Erstellt von DL-Redaktion am 29. Dezember 2010

Landesschatzmeister der Linken in Bayern gibt auf

Das schaft die Linke nicht – aber Markus Söder mit Frau

Da hat dann auch der ehemalige Landesschatzmeister der Linken in Bayern das Handtuch geschmissen und die Partei verlassen.

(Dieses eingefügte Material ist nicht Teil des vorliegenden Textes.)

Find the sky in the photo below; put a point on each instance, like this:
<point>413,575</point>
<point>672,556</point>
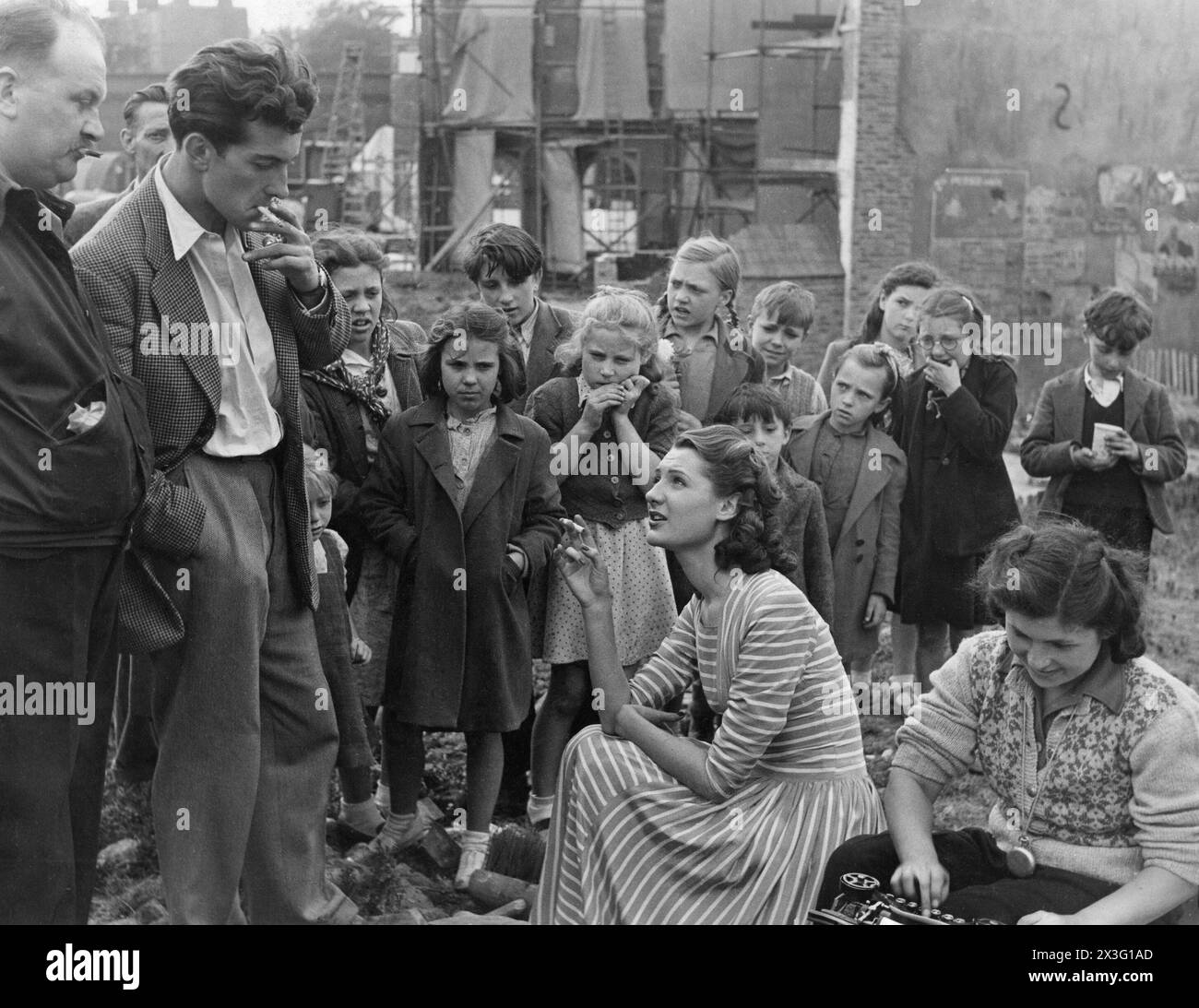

So berichtete es Scharf – Links bereits am letzten Sonntag.

Heute zog mit dieser Meldung RP-Online nach und wiederholte im Großen und Ganzen aus dem Schreiben von Ulrich Voss.

Derweil sitzt der Bundesfürst in seiner Almhütte und spricht in der „Sueddeutschen“ über die Unvernunft in seiner Partei.

Begriffen haben vor allen Dingen die Mehrzahl der LINKEN Vorstände ihre eigentlichen Aufgaben nicht: Vorstände sind an erster Stelle für ein einträgliches Miteinander in den Vereinen oder auch Parteien verantwortlich. Sie haben für ein funktionierendes Arbeiten an der Basis Sorge zu tragen und dazu ist man in den West-Verbänden überwiegend nicht in der Lage. Alte Gewerkschafts Bosse oder  staatliche Angestellte sind es einfachen nicht gewohnt mit ihren „Untergebenen“ auf Augenhöhe zu kommunizieren. Sie glauben Macht ihrer Position sich zu unbeschränkten Herrschern aufspielen zu können. Sie habe nicht realisiert das sich die Gesellschaft weiter entwickelt hat.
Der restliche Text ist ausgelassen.